The number of former Gitmo prisoners suspected of re-engaging in terrorism against the United States has gone up in the past year. The new data released by the Obama administration Monday is broken down into two categories: those confirmed to have returned to terrorism and those suspected of having done so. Fox News reports on the increase shown in this year’s report:

The Office of the Director of National Intelligence (ODNI) said that seven of the 144 detainees who have been freed since President Barack Obama took office in 2009 have been confirmed to have returned to fighting as of Jan. 15. The ODNI’s previous report, from this past July, said six detainees had gone back to battle.

The number of suspected recidivist detainees was double the number in this past July’s report. The increase is likely to spark new protests by Republicans opposed to President Obama’s plan to shut down the facility and transfer dozens of detainees to prisons in the U.S.

To be clear, the 2015 report said six former detainees were suspected of returning to terrorism and the report issued yesterday says 12 are now suspected of doing so, i.e. exactly double. Overall that brings the known recidivism rate to 4.9% and the rate of suspected recidivism to 8.3%. Both of those figures are still lower than the rates recorded under former President Bush. Combining the recidivism rate under both presidents, the rate of known recidivism is 17.5% and the rate of suspected recidivism is 12.7%. That would bring the total rate (known and suspected) to 30.2 percent of all released detainees.

The report makes clear that suspected recidivism does not include things like “engagement in anti-U.S. statements or propaganda.” To be on the list of suspected recidivists means there is at least one credible report of engagement in the following types of behavior:

Planning terrorist operations, conducting a terrorist or insurgent attack against Coalition or host-nation forces or civilians, conducting a suicide bombing, financing terrorist operations, recruiting others for terrorist operations, and arranging for movement of individuals involved in terrorist operations.

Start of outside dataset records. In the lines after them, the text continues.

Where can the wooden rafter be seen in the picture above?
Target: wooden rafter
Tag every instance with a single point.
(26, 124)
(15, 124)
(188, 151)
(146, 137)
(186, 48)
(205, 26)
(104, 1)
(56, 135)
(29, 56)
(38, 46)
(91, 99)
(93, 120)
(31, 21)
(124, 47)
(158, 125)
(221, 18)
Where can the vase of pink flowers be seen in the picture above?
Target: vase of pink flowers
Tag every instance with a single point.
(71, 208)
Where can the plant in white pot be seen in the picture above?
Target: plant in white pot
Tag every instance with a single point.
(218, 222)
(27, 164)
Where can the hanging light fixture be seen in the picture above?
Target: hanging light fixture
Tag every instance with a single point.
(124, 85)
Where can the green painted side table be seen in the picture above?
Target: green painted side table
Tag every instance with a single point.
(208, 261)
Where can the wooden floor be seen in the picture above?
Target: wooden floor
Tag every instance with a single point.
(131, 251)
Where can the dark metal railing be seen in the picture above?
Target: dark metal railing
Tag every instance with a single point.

Last month Secretary of State John Kerry was asked about the recidivism rate of former detainees and specifically about Ibrahim al Qosi who was released from Gitmo in 2012 and became a recruiter for al Qaeda (AQAP). Senator Mark Kirk asked Kerry whether al Qosi’s recidivism would lead to an end of the “policy of issuing terrorists to terrorist nations.” Secretary Kerry replied, “Well, Senator, he’s not supposed to be doing that.”